I love the looks. The front lights remind me a little bit of BMW and the back which I'm REALLY fond of reminds me a bit of the boxy B4 rear and a bit Vanagon in modern form. I personally love it, and it comes with a proper size fuel efficient motor too. If they brought this to the US with a 1.6 or 2.0 TDI I'd be all over it.

After doing a google image search it looks like they dropped the sleek square look to the rear lights. They look more streched on the sides... unless that black strip on the rear is making an illusion in the above linked images.

Ace review:
http://www.youtube.com/watch?v=Sjz0ZltU748


----------



## applen (Sep 27, 2005)

do want!

we need more small cars over here so badly. and i'm glad that a market for them is developing. but i can't imagine this making it over here especially since it's a run of 333 units.

i'm so impressed they are putting the golf R drivetrain in such a small package. i can has new dream car?

with these underpinnings i can't say i care as much about the design of the exterior. that said i could do without the red "wing" in the headlights. everything else is a go, including the boy-racer rear spoiler!:thumbup:

yes, i cannot wait to see what the S1 will have over this. maybe that one will be expensive enough to bring over ((still dreaming)).


----------



## 85GTI (Dec 19, 2000)

joedubbs said:


> very noice, once we stop churning out giant trucks here maybe cars like this will appear stateside


:thumbup::thumbup::thumbup:


----------



## [email protected] (Apr 9, 2004)

applen said:


> do want!
> 
> yes, i cannot wait to see what the S1 will have over this. maybe that one will be expensive enough to bring over ((still dreaming)).

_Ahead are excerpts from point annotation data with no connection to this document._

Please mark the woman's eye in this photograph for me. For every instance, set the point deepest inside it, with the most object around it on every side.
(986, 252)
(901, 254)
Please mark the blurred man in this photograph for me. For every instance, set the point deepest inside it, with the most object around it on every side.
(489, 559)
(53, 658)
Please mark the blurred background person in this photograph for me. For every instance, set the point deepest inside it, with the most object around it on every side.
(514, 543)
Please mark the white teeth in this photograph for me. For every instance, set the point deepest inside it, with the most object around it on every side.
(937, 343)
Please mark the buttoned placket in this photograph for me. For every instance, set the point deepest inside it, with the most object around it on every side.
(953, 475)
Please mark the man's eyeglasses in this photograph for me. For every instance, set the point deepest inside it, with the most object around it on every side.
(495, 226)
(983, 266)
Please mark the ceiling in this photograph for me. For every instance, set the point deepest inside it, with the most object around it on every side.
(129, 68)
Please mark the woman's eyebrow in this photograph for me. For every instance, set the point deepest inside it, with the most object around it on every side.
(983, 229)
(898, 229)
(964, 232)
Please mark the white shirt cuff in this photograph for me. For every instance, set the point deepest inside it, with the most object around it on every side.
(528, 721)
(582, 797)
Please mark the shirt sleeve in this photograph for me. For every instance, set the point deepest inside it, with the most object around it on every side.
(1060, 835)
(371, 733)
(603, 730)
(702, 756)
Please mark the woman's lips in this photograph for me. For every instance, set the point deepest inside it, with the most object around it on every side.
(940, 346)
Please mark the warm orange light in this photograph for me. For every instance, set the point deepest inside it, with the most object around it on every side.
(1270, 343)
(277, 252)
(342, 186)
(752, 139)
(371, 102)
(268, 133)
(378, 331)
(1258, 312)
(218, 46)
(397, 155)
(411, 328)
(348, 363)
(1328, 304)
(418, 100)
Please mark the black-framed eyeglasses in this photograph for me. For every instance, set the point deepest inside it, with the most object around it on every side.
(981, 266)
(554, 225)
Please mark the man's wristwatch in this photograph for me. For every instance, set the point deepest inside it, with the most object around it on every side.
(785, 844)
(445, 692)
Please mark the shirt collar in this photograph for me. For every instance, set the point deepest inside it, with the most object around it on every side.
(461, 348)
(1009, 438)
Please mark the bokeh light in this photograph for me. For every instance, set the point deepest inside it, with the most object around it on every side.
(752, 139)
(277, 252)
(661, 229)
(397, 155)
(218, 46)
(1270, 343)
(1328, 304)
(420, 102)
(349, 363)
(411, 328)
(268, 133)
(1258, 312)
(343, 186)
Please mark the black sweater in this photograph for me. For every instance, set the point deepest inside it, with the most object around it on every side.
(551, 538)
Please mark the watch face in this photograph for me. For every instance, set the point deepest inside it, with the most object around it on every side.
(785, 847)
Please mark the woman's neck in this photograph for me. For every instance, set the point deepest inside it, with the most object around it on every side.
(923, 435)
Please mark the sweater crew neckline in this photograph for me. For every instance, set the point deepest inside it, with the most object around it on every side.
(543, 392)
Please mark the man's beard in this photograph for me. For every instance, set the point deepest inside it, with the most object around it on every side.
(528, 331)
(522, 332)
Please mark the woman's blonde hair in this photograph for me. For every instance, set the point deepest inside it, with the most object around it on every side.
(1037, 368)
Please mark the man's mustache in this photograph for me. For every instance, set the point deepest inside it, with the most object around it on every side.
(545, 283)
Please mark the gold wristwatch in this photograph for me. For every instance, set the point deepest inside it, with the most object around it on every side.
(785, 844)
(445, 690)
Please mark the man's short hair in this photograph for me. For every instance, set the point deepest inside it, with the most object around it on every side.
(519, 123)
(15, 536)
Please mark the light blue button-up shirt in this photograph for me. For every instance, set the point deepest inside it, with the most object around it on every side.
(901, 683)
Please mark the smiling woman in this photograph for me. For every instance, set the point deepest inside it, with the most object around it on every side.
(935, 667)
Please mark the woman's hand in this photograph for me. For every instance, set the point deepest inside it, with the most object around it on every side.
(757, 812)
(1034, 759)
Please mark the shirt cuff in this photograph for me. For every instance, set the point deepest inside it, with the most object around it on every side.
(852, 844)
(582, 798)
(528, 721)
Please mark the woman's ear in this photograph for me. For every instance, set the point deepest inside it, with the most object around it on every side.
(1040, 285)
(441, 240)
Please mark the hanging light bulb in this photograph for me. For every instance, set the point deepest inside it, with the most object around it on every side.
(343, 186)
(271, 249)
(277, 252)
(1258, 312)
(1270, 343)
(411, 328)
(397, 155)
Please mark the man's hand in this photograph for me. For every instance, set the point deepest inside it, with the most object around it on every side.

I'm not exactly sure what to expect here. I know an S1 was more than being considered because I've seen the prototype S1 gauges in an A1 mule in Ingolstadt. However, I'd have expected the S1 to be this drivetrain and I'm not sure what engine they'd have in the mix that's more powerful than this one yet not the 2.5T which would be the assumed engine for an RS 1.

Also, there've been theories in the enthusiast communities that Audi might have reconsidered the use of the name S1 because its use in Audi lore was applied to the Sport quattro... a decidedly different car and position in the Audi lineup.


----------



## Mister MK4 (Sep 3, 2000)

love it! the wheels totally do it for me.


----------



## quattive (Oct 8, 2009)

*why oh why won't they bring this here *


----------



## nomad1721 (Apr 4, 2005)

I WANT those wheels!


----------



## A320FlyGuy (Sep 21, 2010)

It really sucks that we don't get any of the cool European vehicles in North America...I would have sold a kidney, my right arm and my first born if I could have purchased a Lupo GTI in North America. 

When I fly overseas for work, if I have a decent layover I will make a point of going to the nearest dealer and trying a European VW or Audi on for size....it makes the products that we drive over here seem dull as dishwater....


----------



## Heinrich (Jul 14, 1999)

Is this "Polo" sized or "GTI" / "A3" sized? 

So frustrated with all the models, I can't get what I want here in the States....Unless I save up for an S4.


----------



## quattive (Oct 8, 2009)

Heinrich said:


> Is this "Polo" sized or "GTI" / "A3" sized?
> 
> So frustrated with all the models, I can't get what I want here in the States....Unless I save up for an S4.


polo


----------



## stevewatson (Mar 13, 2012)

its really compaq


----------



## chicguy (Feb 3, 2012)

love it! I decided to buy it!


----------